General Quantum Spacetime Relativity: Unification of Special Relativity, General Relativity, and Quantum Mechanics via the LLG Framework

This paper establishes a comprehensive theoretical framework termed General Quantum Spacetime Relativity (GQSR), founded upon the fundamental principles of energy conservation and the kinetic-potential energy equivalence. We extend the LLG (Liu-Liu-Generalized) mass-energy momentum relation to incorporate general potentials V , from which we derive generalized time dilation and length contraction formulas. These classical relations are subsequently quantized through a non-canonical scheme that promotes measured temporal and spatial intervals to operators conjugate to energy and momentum, while maintaining energy and momentum as classical variables in the initial representation.
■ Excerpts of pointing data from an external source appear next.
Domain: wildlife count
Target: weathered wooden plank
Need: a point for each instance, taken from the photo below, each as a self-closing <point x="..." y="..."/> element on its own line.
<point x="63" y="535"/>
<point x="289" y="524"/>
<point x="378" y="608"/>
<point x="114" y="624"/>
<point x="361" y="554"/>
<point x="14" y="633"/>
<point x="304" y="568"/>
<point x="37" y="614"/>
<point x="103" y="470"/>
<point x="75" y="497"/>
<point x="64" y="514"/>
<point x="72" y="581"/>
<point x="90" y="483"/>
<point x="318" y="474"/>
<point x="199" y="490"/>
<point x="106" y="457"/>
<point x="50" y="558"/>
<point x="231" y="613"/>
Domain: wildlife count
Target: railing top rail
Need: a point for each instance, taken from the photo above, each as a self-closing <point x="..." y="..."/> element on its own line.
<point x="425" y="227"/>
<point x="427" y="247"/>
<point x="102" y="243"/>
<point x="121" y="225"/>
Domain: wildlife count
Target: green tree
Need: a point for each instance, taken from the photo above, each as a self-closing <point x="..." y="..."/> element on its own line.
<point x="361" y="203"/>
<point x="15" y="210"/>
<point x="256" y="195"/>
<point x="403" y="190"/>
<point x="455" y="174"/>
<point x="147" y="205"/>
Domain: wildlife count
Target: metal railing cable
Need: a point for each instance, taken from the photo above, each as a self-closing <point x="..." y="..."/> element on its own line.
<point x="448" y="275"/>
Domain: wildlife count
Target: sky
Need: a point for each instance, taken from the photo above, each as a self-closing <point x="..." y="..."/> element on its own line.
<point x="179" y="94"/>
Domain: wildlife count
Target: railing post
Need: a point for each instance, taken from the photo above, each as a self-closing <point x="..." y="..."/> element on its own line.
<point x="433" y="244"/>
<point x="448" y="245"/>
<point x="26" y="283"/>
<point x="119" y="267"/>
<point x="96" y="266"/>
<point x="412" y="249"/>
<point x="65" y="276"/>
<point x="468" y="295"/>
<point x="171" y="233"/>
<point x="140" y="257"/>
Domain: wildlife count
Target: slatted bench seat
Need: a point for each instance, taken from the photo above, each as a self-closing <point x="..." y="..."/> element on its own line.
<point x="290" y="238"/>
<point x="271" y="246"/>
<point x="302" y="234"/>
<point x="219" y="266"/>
This yields a system of second-order differential equations governing quantum spacetime observables. By employing both generalized Dirac matrices and sl(3,C) Lie algebra representation theory, we achieve exact linearization into a first-order, multi-component wave equation. The resulting framework demonstrably encompasses Special Relativity (V = 0) and General Relativity (with V as the gravitational potential) as natural limiting cases, while extending predictive validity to regimes of strong electromagnetic and chromodynamic fields. Rigorous confrontation with experimental data—including muon lifetime modifications in strong magnetic fields, quarkonium suppression patterns in heavy-ion collisions, precision atomic spectroscopy, the proton charge radius puzzle, and gravitational wave phase shifts—confirms the theory’s enhanced predictive accuracy and consistency across multiple physical domains. The theory is shown to be mathematically self-consistent, possessing Lorentz covariance, unitary evolution, probability conservation, and a renormalizable quantum field theory formulation.